Via Negativa
by Daniel Hornsby
(Alfred A. Knopf, 2020)
“A beautiful and meditative exploration of shattered faith.” —Brit Bennett, author of The Vanishing Half
A heartfelt, daring, divinely hilarious debut novel about a priest who embarks on a fateful journey with a pistol in his pocket and an injured coyote in his backseat.
Father Dan is homeless. Dismissed by his conservative diocese for eccentricity and insubordination, he’s made his exile into a kind of pilgrimage, transforming his Toyota Camry into a mobile monk’s cell. Like the ascetic religious philosophers he idolizes, he intends to spend his trip in peaceful contemplation. But then he sees a minivan sideswipe a coyote. Unable to suppress his Franciscan impulses, he takes the wild animal in, wrapping its broken leg with an old T-shirt and feeding it Spam with a plastic spoon.
With his unexpected canine companion in the backseat, Dan makes his way west, encountering other offbeat travelers and stopping to take in the occasional roadside novelty (MARTIN’S HOLE TO HELL, WORLD-FAMOUS BOTTOMLESS PIT NEXT EXIT!). But the coyote is far from the only oddity fate has delivered into this churchless priest’s care: it has also given him a bone-handled pistol, a box of bullets, and a letter from his estranged friend Paul—a summons of sorts, pulling him forward.
By the time Dan gets to where he’s going, he’ll be forced to reckon once and for all with the great mistakes of his past, and he will have to decide: is penance better paid with revenge, or with redemption?

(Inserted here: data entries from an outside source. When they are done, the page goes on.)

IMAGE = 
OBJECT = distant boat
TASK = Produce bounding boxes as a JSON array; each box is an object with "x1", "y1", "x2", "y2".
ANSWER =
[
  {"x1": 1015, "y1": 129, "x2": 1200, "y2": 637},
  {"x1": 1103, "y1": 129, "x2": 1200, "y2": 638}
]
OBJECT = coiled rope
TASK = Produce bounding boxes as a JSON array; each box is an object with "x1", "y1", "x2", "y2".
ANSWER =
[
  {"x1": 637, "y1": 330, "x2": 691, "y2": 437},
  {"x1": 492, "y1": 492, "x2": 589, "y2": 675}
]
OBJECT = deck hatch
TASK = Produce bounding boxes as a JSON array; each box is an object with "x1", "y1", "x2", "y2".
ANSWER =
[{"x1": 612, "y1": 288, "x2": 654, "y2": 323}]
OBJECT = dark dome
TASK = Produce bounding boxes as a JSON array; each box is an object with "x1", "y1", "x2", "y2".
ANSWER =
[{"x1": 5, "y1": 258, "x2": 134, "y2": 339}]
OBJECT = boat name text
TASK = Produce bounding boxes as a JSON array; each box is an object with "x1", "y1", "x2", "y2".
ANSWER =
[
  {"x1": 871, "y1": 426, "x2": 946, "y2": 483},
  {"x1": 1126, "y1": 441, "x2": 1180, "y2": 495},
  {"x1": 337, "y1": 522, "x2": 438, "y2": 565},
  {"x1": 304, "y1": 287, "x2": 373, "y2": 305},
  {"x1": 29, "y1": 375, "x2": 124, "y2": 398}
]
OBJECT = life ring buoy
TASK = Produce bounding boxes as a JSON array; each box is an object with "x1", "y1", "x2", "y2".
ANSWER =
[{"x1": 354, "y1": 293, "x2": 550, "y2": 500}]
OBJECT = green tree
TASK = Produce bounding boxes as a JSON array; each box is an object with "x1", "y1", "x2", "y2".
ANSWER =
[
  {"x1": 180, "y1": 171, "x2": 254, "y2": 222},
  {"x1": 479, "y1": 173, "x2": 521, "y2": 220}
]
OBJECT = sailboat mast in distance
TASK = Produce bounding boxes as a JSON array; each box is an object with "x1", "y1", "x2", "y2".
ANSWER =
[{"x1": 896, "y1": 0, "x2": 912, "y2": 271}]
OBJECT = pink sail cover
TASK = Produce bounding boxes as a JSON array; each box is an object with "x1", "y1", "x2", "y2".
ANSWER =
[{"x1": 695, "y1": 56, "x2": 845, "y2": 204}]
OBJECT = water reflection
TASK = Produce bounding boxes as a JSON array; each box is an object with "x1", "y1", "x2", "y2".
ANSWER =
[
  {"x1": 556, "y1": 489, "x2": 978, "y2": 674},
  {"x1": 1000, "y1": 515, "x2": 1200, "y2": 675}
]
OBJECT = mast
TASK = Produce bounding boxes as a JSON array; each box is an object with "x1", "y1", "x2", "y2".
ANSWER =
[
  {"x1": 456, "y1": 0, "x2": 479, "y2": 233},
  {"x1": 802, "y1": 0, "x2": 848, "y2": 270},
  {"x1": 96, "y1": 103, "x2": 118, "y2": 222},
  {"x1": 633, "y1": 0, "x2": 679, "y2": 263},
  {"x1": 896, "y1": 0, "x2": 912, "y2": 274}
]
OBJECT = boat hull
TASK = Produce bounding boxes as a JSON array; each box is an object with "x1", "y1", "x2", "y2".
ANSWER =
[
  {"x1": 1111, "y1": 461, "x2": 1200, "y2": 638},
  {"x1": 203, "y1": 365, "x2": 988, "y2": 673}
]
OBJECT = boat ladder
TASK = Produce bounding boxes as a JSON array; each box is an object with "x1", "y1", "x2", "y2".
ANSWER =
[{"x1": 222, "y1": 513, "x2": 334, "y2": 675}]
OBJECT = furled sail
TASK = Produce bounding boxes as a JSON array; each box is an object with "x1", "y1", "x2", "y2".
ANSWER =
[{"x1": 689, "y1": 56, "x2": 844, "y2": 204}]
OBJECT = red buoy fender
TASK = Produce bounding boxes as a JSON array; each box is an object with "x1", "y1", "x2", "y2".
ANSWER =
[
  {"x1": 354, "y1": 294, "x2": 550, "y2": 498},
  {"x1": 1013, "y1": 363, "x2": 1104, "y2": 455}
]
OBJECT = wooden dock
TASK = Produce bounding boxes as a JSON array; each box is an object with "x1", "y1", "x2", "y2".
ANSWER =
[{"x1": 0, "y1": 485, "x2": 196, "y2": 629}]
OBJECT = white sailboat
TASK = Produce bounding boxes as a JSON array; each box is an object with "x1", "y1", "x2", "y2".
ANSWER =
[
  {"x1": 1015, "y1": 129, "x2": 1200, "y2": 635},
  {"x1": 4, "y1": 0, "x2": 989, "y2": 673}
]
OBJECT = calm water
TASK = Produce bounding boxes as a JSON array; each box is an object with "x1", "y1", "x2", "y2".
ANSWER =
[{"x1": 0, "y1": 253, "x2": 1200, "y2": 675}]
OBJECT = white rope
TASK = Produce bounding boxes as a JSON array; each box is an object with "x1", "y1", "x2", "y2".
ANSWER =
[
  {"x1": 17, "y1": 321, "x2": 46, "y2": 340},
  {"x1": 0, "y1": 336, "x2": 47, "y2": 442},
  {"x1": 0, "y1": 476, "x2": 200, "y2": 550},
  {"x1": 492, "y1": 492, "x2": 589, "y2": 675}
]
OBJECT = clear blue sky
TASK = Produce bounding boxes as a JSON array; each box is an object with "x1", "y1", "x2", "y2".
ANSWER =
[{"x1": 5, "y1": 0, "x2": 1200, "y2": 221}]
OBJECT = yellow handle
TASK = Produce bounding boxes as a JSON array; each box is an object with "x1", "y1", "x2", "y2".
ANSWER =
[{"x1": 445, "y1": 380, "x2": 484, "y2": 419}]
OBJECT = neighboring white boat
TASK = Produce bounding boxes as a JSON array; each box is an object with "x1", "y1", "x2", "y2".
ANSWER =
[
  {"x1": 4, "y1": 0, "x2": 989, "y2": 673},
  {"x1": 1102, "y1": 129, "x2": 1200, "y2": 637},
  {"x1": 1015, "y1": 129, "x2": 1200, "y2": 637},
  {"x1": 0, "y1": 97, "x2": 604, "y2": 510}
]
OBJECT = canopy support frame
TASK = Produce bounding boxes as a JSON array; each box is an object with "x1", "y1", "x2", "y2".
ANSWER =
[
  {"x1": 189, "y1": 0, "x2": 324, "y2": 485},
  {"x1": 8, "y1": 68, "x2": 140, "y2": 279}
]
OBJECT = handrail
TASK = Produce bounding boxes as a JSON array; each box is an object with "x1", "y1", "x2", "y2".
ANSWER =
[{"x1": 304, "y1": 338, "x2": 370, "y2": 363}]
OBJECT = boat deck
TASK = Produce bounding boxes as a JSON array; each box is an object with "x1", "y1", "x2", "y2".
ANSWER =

“This quietly wise and graceful novel knows so much about what we don’t know, about visions and signs and everyday tragedy.”— Elisa Gabbert, author of The Unreality of Memory.
About the author
Daniel Hornsby was born in Muncie, Indiana. He holds an MFA in fiction from the University of Michigan, and an MTS from Harvard Divinity School. His stories and essays have appeared in the Los Angeles Review of books, Electeric Literature, The Missouri Review, and Joyland. He lives in Memphis, Tennessee.